A cidade de Spin Boldak está localizada na província de Kandahar, no sul do Afeganistão.
“As forças do Emirado Islâmico, por respeito à equipa de negociação e para evitar vítimas civis, até agora não demonstraram qualquer reacção”, disse Mujahid no X.
O Paquistão negou a acusação, atribuindo a culpa ao Afeganistão.
“Rejeitamos veementemente as alegações circuladas pelo lado afegão sobre o incidente de hoje na fronteira entre o Paquistão e o Afeganistão em Chaman”, publicou o Ministério da Informação e Radiodifusão do Paquistão no X. “Os disparos foram iniciados do lado afegão, aos quais as nossas forças de segurança responderam imediatamente de forma comedida e responsável.”
Hamdullah Fitrat, porta-voz adjunto das autoridades talibãs, disse à agência de notícias AFP que “não sabemos a razão” do incêndio no Paquistão.
Ali Mohammed Haqmal, chefe do departamento de informação de Kandahar, disse que a demissão foi breve. Moradores disseram à AFP que durou de 10 a 15 minutos.
O Paquistão confirmou que a calma foi restaurada.
Negociações em Istambul chegou a um impasse na semana passada, quando se tratou de finalizar os detalhes do cessar-fogo, com cada lado acusando o outro de não estar disposto a cooperar.
Ambos os lados também alertaram para a retomada das hostilidades em caso de fracasso.
Apesar do cessar-fogo, todas as passagens fronteiriças importantes entre o Paquistão e o Afeganistão permanecem fechadas ao comércio e à circulação civil. As passagens foram fechadas em 12 de outubro, embora o Paquistão tenha reaberto parcialmente duas delas para permitir que os refugiados afegãos regressassem a casa.
O anfitrião Turkiye disse na conclusão das conversações da semana passada que as partes concordaram em estabelecer um mecanismo de monitorização e verificação para manter a paz e penalizar os infratores.

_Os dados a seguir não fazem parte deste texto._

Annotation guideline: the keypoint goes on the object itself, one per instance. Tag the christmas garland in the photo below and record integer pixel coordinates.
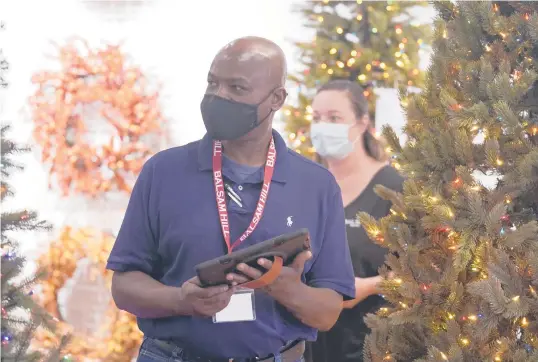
(92, 88)
(119, 338)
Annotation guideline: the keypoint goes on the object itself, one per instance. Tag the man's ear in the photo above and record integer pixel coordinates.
(279, 98)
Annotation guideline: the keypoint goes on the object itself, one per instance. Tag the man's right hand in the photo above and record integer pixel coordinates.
(204, 302)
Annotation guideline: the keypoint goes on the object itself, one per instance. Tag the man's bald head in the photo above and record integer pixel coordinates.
(260, 51)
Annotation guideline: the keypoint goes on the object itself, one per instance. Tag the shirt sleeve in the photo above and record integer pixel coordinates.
(135, 248)
(332, 267)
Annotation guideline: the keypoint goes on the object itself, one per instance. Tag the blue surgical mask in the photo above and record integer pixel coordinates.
(331, 140)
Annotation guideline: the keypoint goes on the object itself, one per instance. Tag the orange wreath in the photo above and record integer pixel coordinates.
(95, 88)
(118, 338)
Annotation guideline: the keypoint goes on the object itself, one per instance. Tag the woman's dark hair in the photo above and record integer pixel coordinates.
(373, 146)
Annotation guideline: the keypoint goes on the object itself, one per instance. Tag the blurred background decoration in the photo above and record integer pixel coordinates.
(96, 94)
(77, 292)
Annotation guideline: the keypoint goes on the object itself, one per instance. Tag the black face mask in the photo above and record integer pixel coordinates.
(225, 119)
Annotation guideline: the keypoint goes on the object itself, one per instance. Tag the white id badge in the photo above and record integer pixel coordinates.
(240, 308)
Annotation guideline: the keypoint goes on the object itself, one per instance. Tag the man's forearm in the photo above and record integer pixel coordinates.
(143, 296)
(316, 307)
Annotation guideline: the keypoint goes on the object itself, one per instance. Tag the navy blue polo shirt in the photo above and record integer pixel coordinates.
(172, 224)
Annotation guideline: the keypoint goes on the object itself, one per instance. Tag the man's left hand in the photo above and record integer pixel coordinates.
(288, 278)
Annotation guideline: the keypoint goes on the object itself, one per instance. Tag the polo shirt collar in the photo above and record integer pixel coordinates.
(205, 159)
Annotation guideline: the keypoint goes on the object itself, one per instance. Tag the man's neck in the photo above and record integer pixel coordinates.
(248, 153)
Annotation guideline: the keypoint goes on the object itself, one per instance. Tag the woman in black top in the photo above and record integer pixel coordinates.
(343, 136)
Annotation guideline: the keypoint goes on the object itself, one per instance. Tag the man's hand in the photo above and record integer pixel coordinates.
(289, 277)
(204, 302)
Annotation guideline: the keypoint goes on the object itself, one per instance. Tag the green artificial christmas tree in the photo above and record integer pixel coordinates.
(375, 43)
(464, 253)
(21, 315)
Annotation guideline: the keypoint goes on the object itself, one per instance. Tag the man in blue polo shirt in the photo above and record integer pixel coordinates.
(262, 190)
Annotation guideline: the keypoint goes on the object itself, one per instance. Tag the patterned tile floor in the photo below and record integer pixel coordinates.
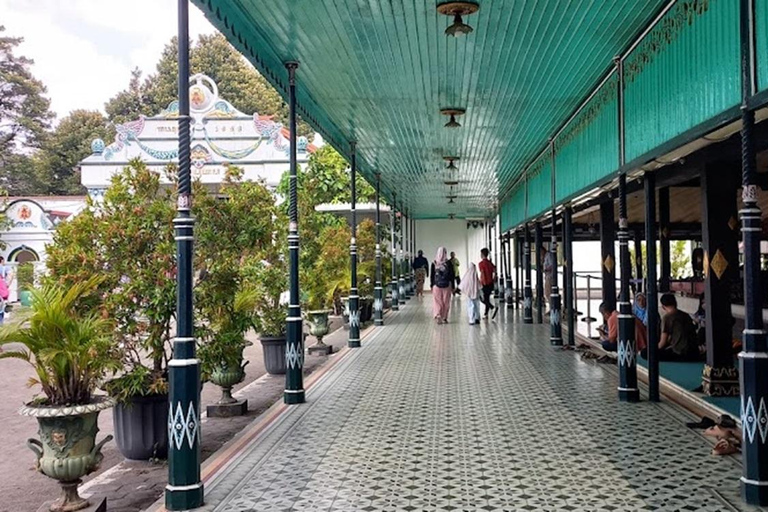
(459, 417)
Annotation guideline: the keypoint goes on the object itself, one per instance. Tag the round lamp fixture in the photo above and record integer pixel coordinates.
(453, 112)
(457, 9)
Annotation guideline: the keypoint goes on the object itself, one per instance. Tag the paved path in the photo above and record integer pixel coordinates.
(489, 417)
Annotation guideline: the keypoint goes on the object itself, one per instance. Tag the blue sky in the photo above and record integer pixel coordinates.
(84, 50)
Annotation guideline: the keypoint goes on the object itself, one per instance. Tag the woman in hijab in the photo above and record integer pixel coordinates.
(441, 280)
(470, 286)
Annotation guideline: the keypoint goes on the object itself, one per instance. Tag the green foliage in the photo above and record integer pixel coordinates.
(24, 116)
(56, 164)
(238, 82)
(128, 241)
(25, 276)
(235, 239)
(69, 346)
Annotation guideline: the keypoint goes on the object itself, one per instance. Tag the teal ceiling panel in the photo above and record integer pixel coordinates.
(684, 72)
(379, 71)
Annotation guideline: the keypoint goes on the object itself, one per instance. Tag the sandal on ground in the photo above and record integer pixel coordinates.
(706, 422)
(725, 447)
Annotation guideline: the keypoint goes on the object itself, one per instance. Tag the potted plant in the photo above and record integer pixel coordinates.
(25, 276)
(127, 239)
(69, 346)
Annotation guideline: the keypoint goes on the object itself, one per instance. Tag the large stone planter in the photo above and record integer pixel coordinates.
(141, 427)
(226, 378)
(273, 349)
(67, 449)
(319, 327)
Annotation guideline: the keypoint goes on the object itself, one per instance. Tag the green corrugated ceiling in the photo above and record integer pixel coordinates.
(379, 71)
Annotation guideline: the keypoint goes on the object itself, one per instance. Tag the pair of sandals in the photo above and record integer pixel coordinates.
(724, 430)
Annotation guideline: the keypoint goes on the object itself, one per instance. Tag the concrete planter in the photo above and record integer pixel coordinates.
(141, 427)
(274, 354)
(67, 448)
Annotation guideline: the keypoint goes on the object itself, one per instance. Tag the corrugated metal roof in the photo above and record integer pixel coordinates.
(379, 71)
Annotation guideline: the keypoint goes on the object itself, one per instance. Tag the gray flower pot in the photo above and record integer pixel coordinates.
(141, 427)
(273, 349)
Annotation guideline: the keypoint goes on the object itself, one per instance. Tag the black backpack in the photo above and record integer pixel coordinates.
(442, 279)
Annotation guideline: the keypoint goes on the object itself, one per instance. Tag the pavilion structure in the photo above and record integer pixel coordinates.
(646, 114)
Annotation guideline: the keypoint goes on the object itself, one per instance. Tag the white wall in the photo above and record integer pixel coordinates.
(454, 236)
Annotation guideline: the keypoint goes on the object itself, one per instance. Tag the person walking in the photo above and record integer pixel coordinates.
(441, 281)
(470, 285)
(455, 263)
(421, 269)
(487, 278)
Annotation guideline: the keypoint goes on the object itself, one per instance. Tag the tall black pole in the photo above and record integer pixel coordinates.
(527, 292)
(628, 391)
(394, 288)
(539, 234)
(294, 347)
(378, 290)
(555, 314)
(753, 360)
(354, 298)
(185, 488)
(570, 295)
(401, 279)
(652, 295)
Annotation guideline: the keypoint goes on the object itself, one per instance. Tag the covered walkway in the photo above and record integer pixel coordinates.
(453, 417)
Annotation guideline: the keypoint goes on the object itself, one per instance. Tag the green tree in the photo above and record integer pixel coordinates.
(56, 163)
(238, 82)
(24, 116)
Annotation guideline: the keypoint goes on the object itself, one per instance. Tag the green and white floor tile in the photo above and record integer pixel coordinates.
(455, 417)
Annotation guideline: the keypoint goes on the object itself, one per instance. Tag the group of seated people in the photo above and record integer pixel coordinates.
(681, 336)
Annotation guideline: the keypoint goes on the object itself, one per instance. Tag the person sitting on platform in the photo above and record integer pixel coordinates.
(609, 337)
(678, 333)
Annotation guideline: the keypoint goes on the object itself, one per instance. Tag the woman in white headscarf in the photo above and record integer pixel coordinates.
(441, 281)
(470, 287)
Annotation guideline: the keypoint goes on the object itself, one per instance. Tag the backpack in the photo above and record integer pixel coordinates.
(441, 276)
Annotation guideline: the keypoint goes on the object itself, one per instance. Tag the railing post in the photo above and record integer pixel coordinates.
(354, 298)
(185, 488)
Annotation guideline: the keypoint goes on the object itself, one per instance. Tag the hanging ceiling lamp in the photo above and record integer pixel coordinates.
(451, 165)
(453, 112)
(457, 9)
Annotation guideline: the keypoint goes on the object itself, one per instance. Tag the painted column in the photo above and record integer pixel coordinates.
(608, 253)
(639, 260)
(354, 298)
(570, 302)
(720, 237)
(753, 360)
(628, 391)
(509, 292)
(539, 273)
(185, 488)
(651, 294)
(401, 277)
(665, 270)
(378, 289)
(394, 288)
(294, 348)
(527, 292)
(555, 313)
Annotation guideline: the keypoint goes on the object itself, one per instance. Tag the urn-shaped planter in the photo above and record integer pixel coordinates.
(226, 377)
(141, 427)
(273, 349)
(67, 448)
(319, 327)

Cinquenta civis foram mortos e outros 447 ficaram feridos no lado afegão da fronteira durante os confrontos que começaram em 9 de outubro, segundo as Nações Unidas. Pelo menos cinco pessoas morreram nas explosões em Cabul que o Governo talibã atribuído ao Paquistão.
O exército paquistanês informou que 23 dos seus soldados foram mortos e outros 29 ficaram feridos, sem mencionar as vítimas civis.